I’m in my mid-20s and I managed to live a small part of the LimeWire and Ares Galaxy paraphernalia. I remember hanging around with a neighbor who had a decent computer around 2004–2005 and who was also an avid Ares Galaxy user.

I remember being in utter awe while watching him download song after song using that magical thing on his computer. A couple of years after that, when my mother built a Franken-PC, I rushed to download Ares Galaxy so I could also download music for free. This, in a short time, caused Windows to nag me all the time about viruses and things that were not supposed to populate its vicinity. This enraged my mother, of course.

Those are the memories I recall when I think of P2P networks. Piracy, malware, shaky files that were not always available. Of course, this is not completely true, but that’s the association my brain makes when thinking about P2P.

To my surprise, Brave decided to integrate a technology called IPFS into its browser and according to this article, they have been working on this for months now.

IPFS, or InterPlaneary File System, is a P2P network. One that has very interesting inner workings and that, I feel, is promising. It basically works as a distributed file system where its users can access content hosted by other users. It uses a data structure called Merkle DAG (Directed Acyclical Graph) that’s based on the Merkle Tree. Each node in this graph is identified by a hash that represents its contents, which is another Merkle DAG itself.

Feel free to visit IPFS’s site here to read juicy details about how it works. I find it fascinating myself.

Brave is adding native support in order to ease server and client functionality within its browser. This means that you could relatively easily host content from your machine so other IPFS users can access it.

This has important implications for many groups of people around the world where internet access is restricted or usually undermined in order to strengthen dictatorships or to simply censor certain websites.

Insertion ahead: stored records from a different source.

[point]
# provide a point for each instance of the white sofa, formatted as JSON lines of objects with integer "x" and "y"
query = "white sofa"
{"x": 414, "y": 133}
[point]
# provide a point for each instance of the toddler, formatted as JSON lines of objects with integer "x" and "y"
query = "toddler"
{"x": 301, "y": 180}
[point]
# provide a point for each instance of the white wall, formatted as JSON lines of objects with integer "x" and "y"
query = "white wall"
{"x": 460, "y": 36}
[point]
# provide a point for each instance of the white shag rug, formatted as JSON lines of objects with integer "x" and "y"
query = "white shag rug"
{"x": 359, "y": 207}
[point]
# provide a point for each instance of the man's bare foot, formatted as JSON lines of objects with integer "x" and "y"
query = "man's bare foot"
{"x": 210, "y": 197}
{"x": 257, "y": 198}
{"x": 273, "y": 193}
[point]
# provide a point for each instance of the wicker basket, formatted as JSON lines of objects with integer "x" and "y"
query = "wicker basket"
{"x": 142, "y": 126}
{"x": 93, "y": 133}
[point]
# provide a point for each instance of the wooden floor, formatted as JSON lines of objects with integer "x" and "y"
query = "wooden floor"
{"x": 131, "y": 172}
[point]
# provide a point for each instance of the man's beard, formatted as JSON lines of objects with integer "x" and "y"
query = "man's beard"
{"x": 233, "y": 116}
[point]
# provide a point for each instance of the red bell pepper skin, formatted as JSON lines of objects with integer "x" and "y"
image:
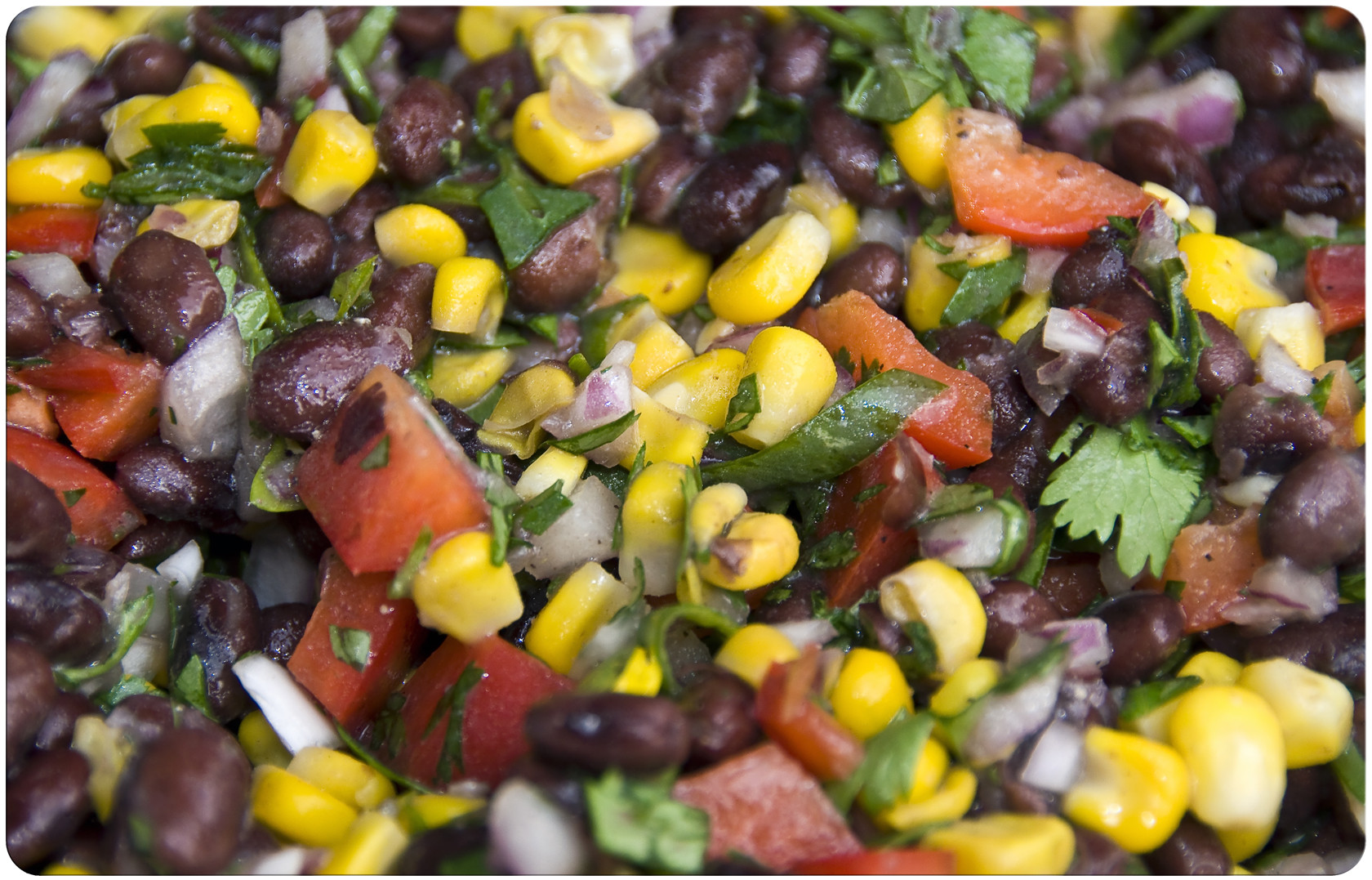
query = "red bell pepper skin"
{"x": 102, "y": 514}
{"x": 1335, "y": 283}
{"x": 373, "y": 507}
{"x": 360, "y": 603}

Brave mentions the case of Wikipedia, a site that is restricted in some countries.

IPFS URLs look like this:

Far from readable, but certainly usable. As of the current version of Brave, you can paste that URL into the search bar and it will lead you to a version of Van Gogh’s Wikipedia article that’s actually served by an IPFS node.

Brave is not the only way there is to use this technology though. You could install a CLI, a Desktop tool, or a server version of it. Brave is just facilitating its usage by providing its browser as a platform.

In times when censorship is highly debated, I’m expecting this technology to gain some heavy usage. Of course, IPFS could be harnessed as an offensive weapon by radicals and dangerous people, but it could also be a shield for people that suffer under oppressive governments.

Is it a game-changer? Perhaps, perhaps not. It totally depends on how its users decide to take advantage of it. Just like every other piece of technology out there.